" A little before his death, he called for his desk, and
began an essay on the immortality of the soul, and on those material
things which tend to weaken or to strengthen it for immortality,--
enumerating generous wines as among the latter influences, and
spirituous liquors among the former! His last words were, "There is
nothing that is meritorious but virtue and friendship; and, indeed,
friendship itself is only a part of virtue." Thus, "motionless and
moanless," without a word about Christ--the slightest syllable of
repentance--and with a scrap of heathen morality in his mouth, died the
brilliant Alexander Pope. Who is ready to say, "May my last end be like
his"? His favourite Martha Blount behaved, according to some accounts,
with disgusting unconcern on the occasion. So true it is, "there is no
friendship among the wicked," even although the heartless Bolingbroke,
too, was by, and seems to have succeeded in squeezing out some crocodile
tears, as he bent over the dying poet, and said, "O God! what is man?"

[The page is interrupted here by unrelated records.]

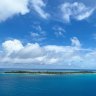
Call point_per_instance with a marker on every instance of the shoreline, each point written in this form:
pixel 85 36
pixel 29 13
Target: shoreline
pixel 47 72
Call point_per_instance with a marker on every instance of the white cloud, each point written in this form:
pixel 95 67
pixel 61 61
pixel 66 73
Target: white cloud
pixel 9 8
pixel 76 10
pixel 75 42
pixel 75 56
pixel 38 6
pixel 59 31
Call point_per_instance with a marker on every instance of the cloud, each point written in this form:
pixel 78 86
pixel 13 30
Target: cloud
pixel 38 6
pixel 73 56
pixel 76 10
pixel 59 31
pixel 10 8
pixel 39 34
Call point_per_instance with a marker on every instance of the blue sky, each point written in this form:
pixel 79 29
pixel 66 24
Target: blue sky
pixel 48 33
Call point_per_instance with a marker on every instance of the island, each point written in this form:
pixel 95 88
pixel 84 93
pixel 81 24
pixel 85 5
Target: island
pixel 49 72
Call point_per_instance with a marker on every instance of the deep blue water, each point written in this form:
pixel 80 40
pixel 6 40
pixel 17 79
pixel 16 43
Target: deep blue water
pixel 47 85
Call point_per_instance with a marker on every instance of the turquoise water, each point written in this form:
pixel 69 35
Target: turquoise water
pixel 47 85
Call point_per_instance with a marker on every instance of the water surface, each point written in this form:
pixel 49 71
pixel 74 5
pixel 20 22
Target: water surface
pixel 47 85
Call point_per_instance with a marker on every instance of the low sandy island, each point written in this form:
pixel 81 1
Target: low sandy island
pixel 48 72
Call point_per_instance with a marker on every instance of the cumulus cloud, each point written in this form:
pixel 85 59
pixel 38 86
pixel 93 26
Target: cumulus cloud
pixel 14 52
pixel 38 5
pixel 9 8
pixel 76 10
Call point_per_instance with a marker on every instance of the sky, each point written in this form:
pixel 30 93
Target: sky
pixel 56 34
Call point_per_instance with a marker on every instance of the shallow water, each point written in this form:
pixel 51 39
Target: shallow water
pixel 47 85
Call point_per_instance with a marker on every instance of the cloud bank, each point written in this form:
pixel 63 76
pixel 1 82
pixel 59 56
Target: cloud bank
pixel 76 10
pixel 10 8
pixel 14 52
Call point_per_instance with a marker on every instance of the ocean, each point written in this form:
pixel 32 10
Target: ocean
pixel 47 85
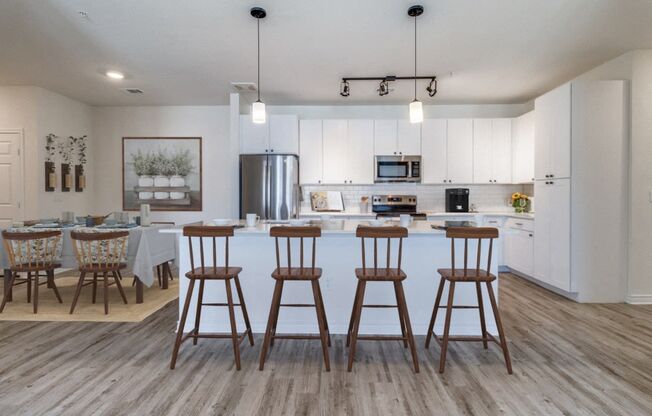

His remains were, according to his wish, deposited in Twickenham church,
near his parents, where the single letter P on the stone alone
distinguishes the spot.
Pope's character, apart from his poetry, which we intend criticising in
our next volume, was not specially interesting or elevated. He was a
spoiled child, a small self-tormentor,--full to bursting with petty
spites, mean animosities, and unfounded jealousies.